No meio do país ainda se acredita em Deus e no casamento, as pessoas vão à praça, fazem festas na calçada da igreja, sorriem e comem carne em churrascos civilizados lá no meio, longe de tudo, perto do mato e da água, onde poderiam ser mais selvagens, acreditam no progresso e confundem progresso com:

 

Deus
emprego
casamento
previdência
e morte

 

A gente não cresceu ainda, então é mais fácil fingir de doida e escapar da catequese para ir nadar, correr léguas da catequese e zunir da missa, cruzar a rodovia na garupa de uma moto e queimar a batata da perna, beijar atrás de um caminhão pisando em galho seco, fazer gangue para roubar bombom, se depilar na casa de uma tia
estranha
voar para muito longe dali
e nunca mais voltar

 

 

 

***

 

 

 

Fuga número 2

 

Se tudo começa quando a gente fala, então as palavras eram:

 

mapa
mala
festa de adeus
(último) contra-cheque
salto
medo
vontade

 

Socar tudo em duas portas de armário, vender a mãe e a sogra num mesmo pacote, telefonar para aquela prima distante, cavar uma carona no sete de setembro e varar as montanhas para pegar essa garoa que molha a alma e às vezes demora a secar.
mas seca
e a gente aprende que é bom
carregar capa de chuva

 

 

 

***

 

 

 

Fuga número 3

 

Ali está um bueiro (a palavra é alcantarilla, em espanhol) feito para quem não teme passeios pelo subsolo dos diabos brancos, como o da carta do tarô.

 

– desça, diz o lobo
no eco de um bom mistério

 

Metros abaixo, a vista embaralhada de desejo e perdição, exploro corredores compridos, sem bússola nem lanterninha.
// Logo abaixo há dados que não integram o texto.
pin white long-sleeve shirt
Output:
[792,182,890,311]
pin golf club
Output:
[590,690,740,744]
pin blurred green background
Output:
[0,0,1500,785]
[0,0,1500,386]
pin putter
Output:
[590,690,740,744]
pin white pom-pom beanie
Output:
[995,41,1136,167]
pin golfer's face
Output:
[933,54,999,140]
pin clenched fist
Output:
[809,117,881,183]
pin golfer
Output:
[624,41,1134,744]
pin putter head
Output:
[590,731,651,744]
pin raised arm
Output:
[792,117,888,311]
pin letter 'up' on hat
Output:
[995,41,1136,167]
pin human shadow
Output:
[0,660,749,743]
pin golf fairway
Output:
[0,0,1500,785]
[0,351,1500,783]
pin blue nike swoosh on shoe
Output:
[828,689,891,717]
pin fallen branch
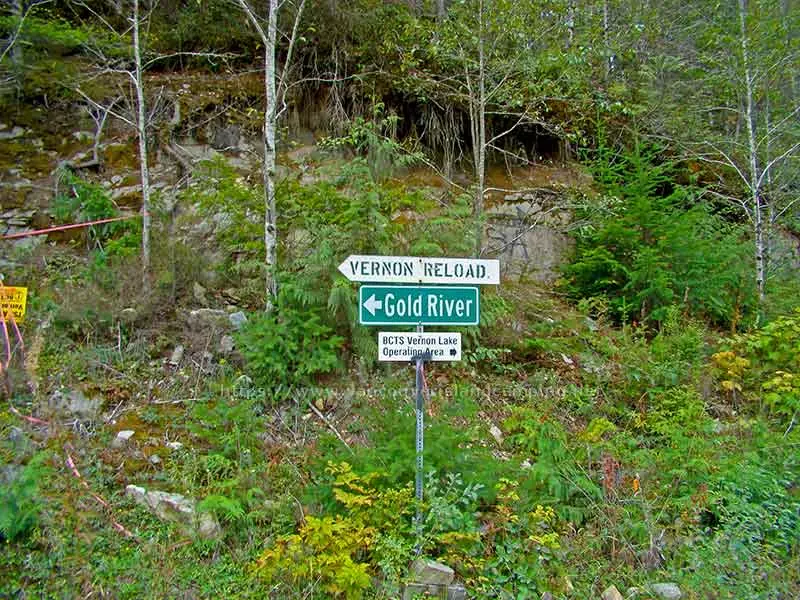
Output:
[64,444,136,539]
[8,402,50,427]
[308,402,355,454]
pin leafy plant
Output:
[564,140,754,327]
[237,302,344,389]
[0,453,49,541]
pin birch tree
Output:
[236,0,305,310]
[675,0,800,301]
[437,0,568,256]
[69,0,153,282]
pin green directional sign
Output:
[358,285,480,325]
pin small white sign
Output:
[378,331,461,362]
[339,254,500,285]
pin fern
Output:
[0,453,48,541]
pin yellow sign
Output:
[0,285,28,323]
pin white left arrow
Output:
[364,294,383,317]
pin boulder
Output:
[403,583,467,600]
[647,583,683,600]
[410,558,455,585]
[489,423,505,446]
[125,485,222,539]
[183,308,230,329]
[601,585,625,600]
[169,344,184,367]
[0,125,25,140]
[228,311,247,329]
[111,429,136,449]
[192,281,208,306]
[219,335,236,356]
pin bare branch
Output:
[0,0,53,63]
[756,142,800,189]
[75,88,136,127]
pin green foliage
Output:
[0,453,50,541]
[320,102,422,181]
[236,302,344,389]
[504,407,602,523]
[256,463,411,599]
[0,11,89,55]
[714,309,800,419]
[564,139,754,327]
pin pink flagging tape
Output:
[0,215,144,240]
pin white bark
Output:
[466,0,486,257]
[237,0,305,310]
[263,0,278,304]
[739,0,767,302]
[133,0,150,278]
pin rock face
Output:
[486,190,573,283]
[403,558,460,600]
[111,429,136,449]
[182,308,230,330]
[125,485,222,539]
[47,390,103,420]
[410,558,455,585]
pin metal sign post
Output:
[414,325,425,554]
[339,254,500,555]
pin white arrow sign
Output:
[378,331,461,362]
[339,254,500,284]
[364,294,383,316]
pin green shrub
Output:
[237,303,344,390]
[564,143,755,327]
[0,454,47,541]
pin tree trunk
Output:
[470,0,486,257]
[264,0,278,310]
[739,0,767,303]
[133,0,150,282]
[436,0,447,23]
[11,0,25,68]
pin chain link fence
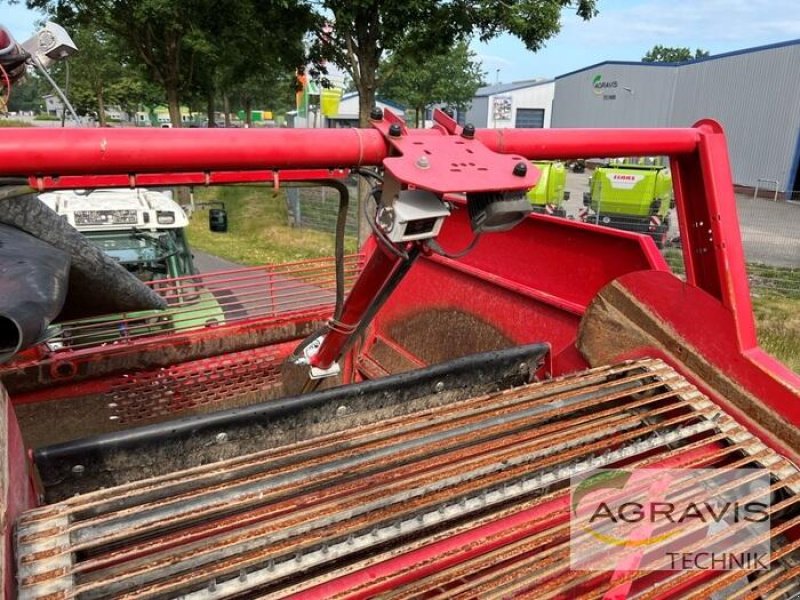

Viro menina-morfina sob um feitiço amoroso que abraça e paralisa.

 

– dance, ri o lobo
ao som dos seus maiores medos

 

Nas galerias que servem como salões de baile, sou vestido, maquiagem, laço grande no cabelo. Quase não sei por qual buraco entrei e tenho um arranhão vermelho no pescoço quando a festa termina.

 

– fuja, rosna o lobo.
com uma boca enorme que me morde forte
mas assopra sempre que o primeiro raio de luz
atravessa nosso quarto

 

Maria Lutterbach (1982) é mineira e vive no Rio de Janeiro, onde escreve e realiza projetos audiovisuais. Foi cronista do jornal “O Tempo”, de Belo Horizonte, e colunista convidada no blog da saudosa Cosac Naify. Seu romance de estreia, “Baixo Araguaia”, será lançado em breve pela editora Quelônio (SP).